Posted by Darren Fenwick on September 5, 2013

Expectations for Companies' Conflict Minerals Reporting

By May 31, 2014, it is expected that companies, officially known as issuers, will be required to take the unprecedented step of submitting their first conflict minerals disclosures to the Securities and Exchange Commission, or SEC. This paper is intended to describe the content that certain sustainable and responsible investors, or SRIs, and nongovernmental organizations, or NGOs, expect to see in an issuer’s Specialized Disclosure, or Form SD, and Conflict Minerals Report, or CMR, if a CMR is deemed necessary. Investors and NGOs have closely followed the issue of conflict minerals in the Democratic Republic of the Congo, or DRC, and engaged with the SEC throughout its rulemaking process. These stakeholders wish to understand how issuers—which are connected to the DRC through mineral sourcing—are addressing their connection to the conflict in the country’s eastern region, a conflict that has resulted in millions of deaths and the rape of hundreds of thousands of women. The U.N. Group of Experts on the DRC found that due diligence works and that with the passage of the final rule for Section 1502 of the Dodd-Frank Wall Street Reform and Consumer Protection Act— referred to as the 1502 rule—there has been a reduction in conflict financing. Now that the SEC has provided the 1502 rule, continued progress can be made to eliminate the black-market trade in these minerals and create a legal trade that benefits the people of Congo and the region. For a more positive impact to be seen in the region, however, the market demand for conflict-free minerals must grow significantly.

The intent of this paper is not to create new definitions or interpret the 1502 rule.
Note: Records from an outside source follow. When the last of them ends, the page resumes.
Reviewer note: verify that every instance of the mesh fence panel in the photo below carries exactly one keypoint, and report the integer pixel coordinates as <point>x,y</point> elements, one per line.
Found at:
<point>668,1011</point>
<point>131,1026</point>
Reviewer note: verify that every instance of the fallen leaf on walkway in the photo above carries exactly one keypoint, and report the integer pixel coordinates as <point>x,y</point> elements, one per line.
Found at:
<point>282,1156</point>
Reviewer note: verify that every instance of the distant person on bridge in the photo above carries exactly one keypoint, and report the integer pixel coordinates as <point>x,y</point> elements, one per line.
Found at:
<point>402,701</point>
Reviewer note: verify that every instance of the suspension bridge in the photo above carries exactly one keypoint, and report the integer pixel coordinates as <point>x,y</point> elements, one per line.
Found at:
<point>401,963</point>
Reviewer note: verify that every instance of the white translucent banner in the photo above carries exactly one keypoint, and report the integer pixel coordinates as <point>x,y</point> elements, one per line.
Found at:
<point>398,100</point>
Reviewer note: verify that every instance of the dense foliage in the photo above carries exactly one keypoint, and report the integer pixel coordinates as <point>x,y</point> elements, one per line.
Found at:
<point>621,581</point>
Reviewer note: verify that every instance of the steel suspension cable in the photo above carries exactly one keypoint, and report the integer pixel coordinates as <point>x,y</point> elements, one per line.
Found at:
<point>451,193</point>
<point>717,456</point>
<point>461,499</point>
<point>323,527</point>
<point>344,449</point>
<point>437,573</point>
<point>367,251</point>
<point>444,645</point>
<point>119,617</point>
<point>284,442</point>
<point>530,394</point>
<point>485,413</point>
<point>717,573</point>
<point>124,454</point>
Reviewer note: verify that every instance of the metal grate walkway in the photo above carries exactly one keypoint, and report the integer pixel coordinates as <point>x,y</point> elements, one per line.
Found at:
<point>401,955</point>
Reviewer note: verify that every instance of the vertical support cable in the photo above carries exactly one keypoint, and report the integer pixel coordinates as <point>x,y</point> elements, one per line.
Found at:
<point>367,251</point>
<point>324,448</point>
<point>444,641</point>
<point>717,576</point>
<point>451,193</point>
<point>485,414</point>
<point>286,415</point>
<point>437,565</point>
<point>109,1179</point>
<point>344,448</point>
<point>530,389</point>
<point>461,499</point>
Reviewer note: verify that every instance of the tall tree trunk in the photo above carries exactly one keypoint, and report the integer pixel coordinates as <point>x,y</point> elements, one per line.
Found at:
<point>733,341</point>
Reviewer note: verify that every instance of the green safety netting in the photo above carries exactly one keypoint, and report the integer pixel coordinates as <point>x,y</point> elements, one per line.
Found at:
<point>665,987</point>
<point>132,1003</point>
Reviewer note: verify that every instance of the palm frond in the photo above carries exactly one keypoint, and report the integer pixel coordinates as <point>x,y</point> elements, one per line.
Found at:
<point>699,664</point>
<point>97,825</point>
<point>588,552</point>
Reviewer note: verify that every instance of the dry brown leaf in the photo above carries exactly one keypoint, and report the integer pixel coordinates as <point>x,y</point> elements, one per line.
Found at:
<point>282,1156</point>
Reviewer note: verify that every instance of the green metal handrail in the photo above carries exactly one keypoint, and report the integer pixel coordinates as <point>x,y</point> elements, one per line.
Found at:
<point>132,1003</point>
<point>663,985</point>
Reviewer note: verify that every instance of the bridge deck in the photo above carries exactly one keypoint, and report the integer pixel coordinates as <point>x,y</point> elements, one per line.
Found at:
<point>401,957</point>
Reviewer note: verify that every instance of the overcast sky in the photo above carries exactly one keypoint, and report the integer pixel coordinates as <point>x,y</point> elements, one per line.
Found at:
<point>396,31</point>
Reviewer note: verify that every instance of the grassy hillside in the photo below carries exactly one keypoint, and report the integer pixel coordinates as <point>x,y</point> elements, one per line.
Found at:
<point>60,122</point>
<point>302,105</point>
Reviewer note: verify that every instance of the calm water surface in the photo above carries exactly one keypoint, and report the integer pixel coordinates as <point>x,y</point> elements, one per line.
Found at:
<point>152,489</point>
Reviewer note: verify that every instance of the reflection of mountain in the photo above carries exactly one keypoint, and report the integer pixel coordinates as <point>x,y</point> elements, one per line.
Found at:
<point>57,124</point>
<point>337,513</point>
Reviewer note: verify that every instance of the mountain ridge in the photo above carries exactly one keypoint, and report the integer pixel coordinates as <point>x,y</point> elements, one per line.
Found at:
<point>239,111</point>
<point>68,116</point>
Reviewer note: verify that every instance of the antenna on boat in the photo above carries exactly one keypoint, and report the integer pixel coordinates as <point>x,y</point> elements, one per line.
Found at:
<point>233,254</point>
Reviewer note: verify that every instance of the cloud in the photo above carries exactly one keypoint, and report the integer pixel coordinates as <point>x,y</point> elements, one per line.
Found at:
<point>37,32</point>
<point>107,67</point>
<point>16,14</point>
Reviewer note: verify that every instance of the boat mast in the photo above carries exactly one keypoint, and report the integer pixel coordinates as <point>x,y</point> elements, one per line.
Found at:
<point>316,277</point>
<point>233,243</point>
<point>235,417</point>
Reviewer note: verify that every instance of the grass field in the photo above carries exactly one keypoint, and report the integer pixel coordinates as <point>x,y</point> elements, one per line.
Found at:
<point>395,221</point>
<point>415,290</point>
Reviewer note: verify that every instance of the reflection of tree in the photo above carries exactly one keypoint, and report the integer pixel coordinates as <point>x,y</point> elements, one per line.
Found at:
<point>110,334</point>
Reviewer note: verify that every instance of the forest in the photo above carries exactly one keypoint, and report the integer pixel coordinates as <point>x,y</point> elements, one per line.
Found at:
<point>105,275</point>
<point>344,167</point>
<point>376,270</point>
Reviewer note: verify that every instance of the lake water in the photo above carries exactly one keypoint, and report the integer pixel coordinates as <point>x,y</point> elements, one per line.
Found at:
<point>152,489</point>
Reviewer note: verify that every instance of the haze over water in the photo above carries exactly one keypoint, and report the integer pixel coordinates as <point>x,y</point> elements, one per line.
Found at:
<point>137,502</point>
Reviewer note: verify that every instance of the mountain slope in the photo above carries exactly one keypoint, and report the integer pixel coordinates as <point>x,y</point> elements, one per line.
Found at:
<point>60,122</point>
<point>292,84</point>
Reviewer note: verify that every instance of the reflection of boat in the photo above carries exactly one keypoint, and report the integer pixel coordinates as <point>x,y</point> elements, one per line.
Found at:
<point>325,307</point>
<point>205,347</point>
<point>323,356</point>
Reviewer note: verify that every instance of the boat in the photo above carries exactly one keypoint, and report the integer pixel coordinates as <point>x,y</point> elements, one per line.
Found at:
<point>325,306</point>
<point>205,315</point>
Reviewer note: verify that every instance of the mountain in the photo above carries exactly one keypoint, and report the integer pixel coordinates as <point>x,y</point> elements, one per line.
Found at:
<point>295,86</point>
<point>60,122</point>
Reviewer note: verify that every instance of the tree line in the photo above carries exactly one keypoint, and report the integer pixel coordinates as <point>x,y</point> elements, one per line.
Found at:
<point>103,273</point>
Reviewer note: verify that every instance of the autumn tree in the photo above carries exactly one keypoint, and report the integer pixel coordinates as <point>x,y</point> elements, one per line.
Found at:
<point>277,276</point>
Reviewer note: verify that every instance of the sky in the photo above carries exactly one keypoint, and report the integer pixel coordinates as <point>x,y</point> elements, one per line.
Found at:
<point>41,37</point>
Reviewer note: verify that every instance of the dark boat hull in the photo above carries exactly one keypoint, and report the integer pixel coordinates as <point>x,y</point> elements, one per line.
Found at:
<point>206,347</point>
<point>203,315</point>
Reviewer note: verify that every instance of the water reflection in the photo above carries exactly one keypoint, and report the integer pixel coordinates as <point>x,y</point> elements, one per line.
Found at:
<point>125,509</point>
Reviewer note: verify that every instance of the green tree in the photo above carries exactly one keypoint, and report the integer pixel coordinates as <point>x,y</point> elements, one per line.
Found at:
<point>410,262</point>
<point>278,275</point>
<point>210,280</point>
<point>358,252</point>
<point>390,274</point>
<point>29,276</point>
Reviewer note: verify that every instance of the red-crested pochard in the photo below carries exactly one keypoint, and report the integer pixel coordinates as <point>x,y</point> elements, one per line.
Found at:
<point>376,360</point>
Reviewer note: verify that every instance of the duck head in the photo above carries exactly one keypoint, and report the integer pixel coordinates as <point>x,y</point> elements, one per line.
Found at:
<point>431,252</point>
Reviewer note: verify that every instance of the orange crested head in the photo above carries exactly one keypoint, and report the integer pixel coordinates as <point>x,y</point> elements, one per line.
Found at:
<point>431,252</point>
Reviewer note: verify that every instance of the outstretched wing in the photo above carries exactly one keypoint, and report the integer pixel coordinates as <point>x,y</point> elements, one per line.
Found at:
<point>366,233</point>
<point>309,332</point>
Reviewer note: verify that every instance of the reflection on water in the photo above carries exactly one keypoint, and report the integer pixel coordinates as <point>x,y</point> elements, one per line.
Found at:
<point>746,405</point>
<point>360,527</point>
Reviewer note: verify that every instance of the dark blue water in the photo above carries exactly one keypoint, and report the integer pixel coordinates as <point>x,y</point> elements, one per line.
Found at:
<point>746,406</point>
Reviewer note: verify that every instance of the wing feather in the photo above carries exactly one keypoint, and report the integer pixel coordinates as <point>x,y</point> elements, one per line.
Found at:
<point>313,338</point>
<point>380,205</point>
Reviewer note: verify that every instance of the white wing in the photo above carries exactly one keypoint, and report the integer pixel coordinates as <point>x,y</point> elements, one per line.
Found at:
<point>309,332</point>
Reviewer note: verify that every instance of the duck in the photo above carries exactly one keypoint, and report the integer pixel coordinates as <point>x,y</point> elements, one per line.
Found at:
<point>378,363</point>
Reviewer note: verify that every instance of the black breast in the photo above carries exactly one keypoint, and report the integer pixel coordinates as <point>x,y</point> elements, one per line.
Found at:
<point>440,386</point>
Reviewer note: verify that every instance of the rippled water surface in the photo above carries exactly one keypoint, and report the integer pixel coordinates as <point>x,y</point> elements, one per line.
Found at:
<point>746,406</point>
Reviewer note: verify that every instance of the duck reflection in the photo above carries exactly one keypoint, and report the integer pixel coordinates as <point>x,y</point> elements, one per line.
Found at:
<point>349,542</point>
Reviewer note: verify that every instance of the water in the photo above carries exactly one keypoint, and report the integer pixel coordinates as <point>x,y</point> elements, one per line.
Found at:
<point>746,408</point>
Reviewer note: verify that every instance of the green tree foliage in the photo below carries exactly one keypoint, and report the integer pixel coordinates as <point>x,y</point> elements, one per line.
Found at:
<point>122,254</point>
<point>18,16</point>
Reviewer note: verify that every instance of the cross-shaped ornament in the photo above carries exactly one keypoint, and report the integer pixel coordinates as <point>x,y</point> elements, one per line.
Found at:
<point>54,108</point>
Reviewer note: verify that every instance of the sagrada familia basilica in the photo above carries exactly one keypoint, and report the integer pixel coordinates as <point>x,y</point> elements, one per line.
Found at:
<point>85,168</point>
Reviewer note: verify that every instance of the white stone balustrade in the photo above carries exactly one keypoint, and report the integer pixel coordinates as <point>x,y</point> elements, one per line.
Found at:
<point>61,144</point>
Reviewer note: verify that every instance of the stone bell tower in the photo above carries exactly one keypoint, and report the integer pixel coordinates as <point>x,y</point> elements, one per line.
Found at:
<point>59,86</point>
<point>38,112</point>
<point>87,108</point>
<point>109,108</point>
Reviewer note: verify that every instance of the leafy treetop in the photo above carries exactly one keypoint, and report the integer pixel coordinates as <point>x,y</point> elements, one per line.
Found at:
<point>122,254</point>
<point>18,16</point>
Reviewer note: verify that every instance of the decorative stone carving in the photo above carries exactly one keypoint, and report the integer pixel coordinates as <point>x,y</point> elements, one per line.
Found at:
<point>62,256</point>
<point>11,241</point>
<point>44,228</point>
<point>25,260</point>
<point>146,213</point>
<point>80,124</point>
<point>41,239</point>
Rather, it is to articulate key reporting components that are important to many SRIs and NGOs and to suggest indicators that can be tracked over time to allow for comparability between reports and measure improvement.

This paper is divided into four sections. The first three sections address the SEC’s rule on conflict minerals. The first section begins by detailing the key elements that stakeholders believe should be included in an issuer’s conflict minerals policy and program, which should form the basis of its reporting to the SEC. The second section explains the steps an issuer should undertake to determine the origin of the minerals in its products.

The third section explains the four due diligence processes an issuer should undertake to ensure its supply chain practices respect human rights and do not contribute to conflict: (1) identify risks in its supply chain; (2) ensure compliance to its policy and program; (3) respond to identified risks and non-compliance; and (4) describe the policies and communication used to implement the previous processes. The fourth section asks issuers to report on the steps they are taking to ensure a conflict-free Congo, not a Congo-free product. Stakeholders expect issuers to include in their filings to the SEC any initiatives or activities they are undertaking or will undertake to support a clean mineral trade in the DRC. 

This document is for guidance purposes only and should not replace professional legal advice from corporate or outside counsel.